Wei, Xiaoli, Shi, Xue, Kim, Seongho, Zhang, Li, Patrick, Jeffrey S., Binkley, Joe, McClain, Craig, Zhang, Xiang
Analytical chemistry 2012 v.84 no.18 pp. 7963-7971
algorithms, data collection, ions, liquid chromatography, liver, mass spectrometry, metabolites, metabolomics, mice, regression analysis
A set of data preprocessing algorithms for peak detection and peak list alignment are reported for analysis of liquid chromatography–mass spectrometry (LC–MS)-based metabolomics data. For spectrum deconvolution, peak picking is achieved at the selected ion chromatogram (XIC) level. To estimate and remove the noise in XICs, each XIC is first segmented into several peak groups based on the continuity of scan number, and the noise level is estimated by all the XIC signals, except the regions potentially with presence of metabolite ion peaks.
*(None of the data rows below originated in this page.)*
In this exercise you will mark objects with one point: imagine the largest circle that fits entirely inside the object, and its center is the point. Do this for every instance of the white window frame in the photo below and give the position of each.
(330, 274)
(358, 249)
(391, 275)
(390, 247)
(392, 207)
After removing noise, the peaks of molecular ions are detected using both the first and the second derivatives, followed by an efficient exponentially modified Gaussian-based peak deconvolution method for peak fitting. A two-stage alignment algorithm is also developed, where the retention times of all peaks are first transferred into the z-score domain and the peaks are aligned based on the measure of their mixture scores after retention time correction using a partial linear regression. Analysis of a set of spike-in LC–MS data from three groups of samples containing 16 metabolite standards mixed with metabolite extract from mouse livers demonstrates that the developed data preprocessing method performs better than two of the existing popular data analysis packages, MZmine2.6 and XCMS², for peak picking, peak list alignment, and quantification.